Scale Global Cluster
Scaling a global cluster works differently from scaling a regular Dedicated cluster. Some resource settings are controlled centrally from the primary cluster, while others are configured independently per cluster.
This page explains the scaling behavior for global clusters and how to scale each resource type.
This feature is available only to Dedicated clusters in a Business Critical project.
Before you start
- Ensure you are a Project Admin.
Scaling behavior overview
The following table provides an overview of the supported scaling behavior on a global cluster.
Resource | Primary Cluster | Secondary cluster |
|---|---|---|
Query CU | Supported. All scaling methods (manual, dynamic, scheduled) available. | Auto-follows primary. Cannot be scaled independently. |
Replica | Supported. All scaling methods (manual, dynamic, scheduled) available. | Supported. All scaling methods (manual, dynamic, scheduled) available. Configured independently per cluster. |
Scale query CUs
Query CU scaling is controlled at the primary cluster level. When you change the number of query CU on the primary, Zilliz Cloud automatically applies the new query CU count to all secondary clusters. You cannot scale a secondary cluster's query CU independently — it always matches the primary.
Scaling the query CU of a primary cluster follows the same procedure as a regular Dedicated cluster. For details, see Scale Query CU.
Considerations
-
The same resource limits apply as for regular Dedicated clusters (e.g., query CU × Replica ≤ 10,240).
-
During query CU scaling, the cluster status changes to Modifying. Switchover is blocked while scaling is in progress.
-
Failover can still be triggered during query CU scaling as an emergency operation, but the scaling task will fail and be retried after failover completes.
Scale replicas
Replica scaling is controlled independently per cluster. Each cluster in the global cluster — primary and secondary — can have a different replica count tailored to its regional workload. This allows you to allocate more resources in high-traffic regions without over-provisioning in others.

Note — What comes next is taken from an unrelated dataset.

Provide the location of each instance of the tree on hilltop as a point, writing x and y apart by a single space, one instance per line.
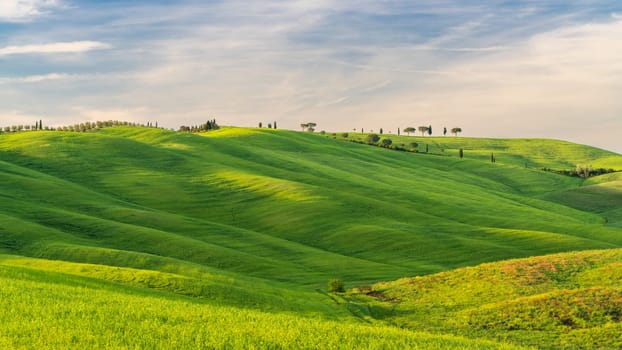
372 138
409 129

The following is an example of configuration replicas for each cluster.
Cluster | Region | Replica | Reason |
|---|---|---|---|
Primary | us-west-2 | 2 | Moderate read + all write traffic |
Secondary_01 | eu-west-1 | 4 | High European read traffic |
Secondary_02 | ap-southeast-1 | 1 | Low traffic, disaster recovery standby only |
Scaling the replica of a primary or secondary cluster follows the same procedure as a regular Dedicated cluster. For details, see Scale Replica.
Considerations
-
The same replica limits apply as for regular Dedicated clusters:
-
Minimum 8 CUs required to enable multi-replicas
-
Maximum 10 replicas
-
CU × Replica ≤ 1,024
-
-
During replica scaling, switchover is blocked on the global cluster.
-
Failover can still be triggered during replica scaling, but the scaling task will fail and be retried after failover completes.
FAQs
-
Can I set different number of query CUs on the primary and secondary clusters?
No. CU scaling is always initiated on the primary, and all secondaries follow automatically. This ensures consistent capacity across the global cluster.
-
Can I set different replica counts on different clusters?
Yes. Replica scaling is fully independent per cluster. This is useful when regions have different traffic patterns — for example, more replicas in a high-traffic region and fewer in a standby-only region.
-
What happens to scaling settings after a switchover?
After a switchover, query CU scaling targets the new primary cluster. Replica configurations on each cluster remain unchanged.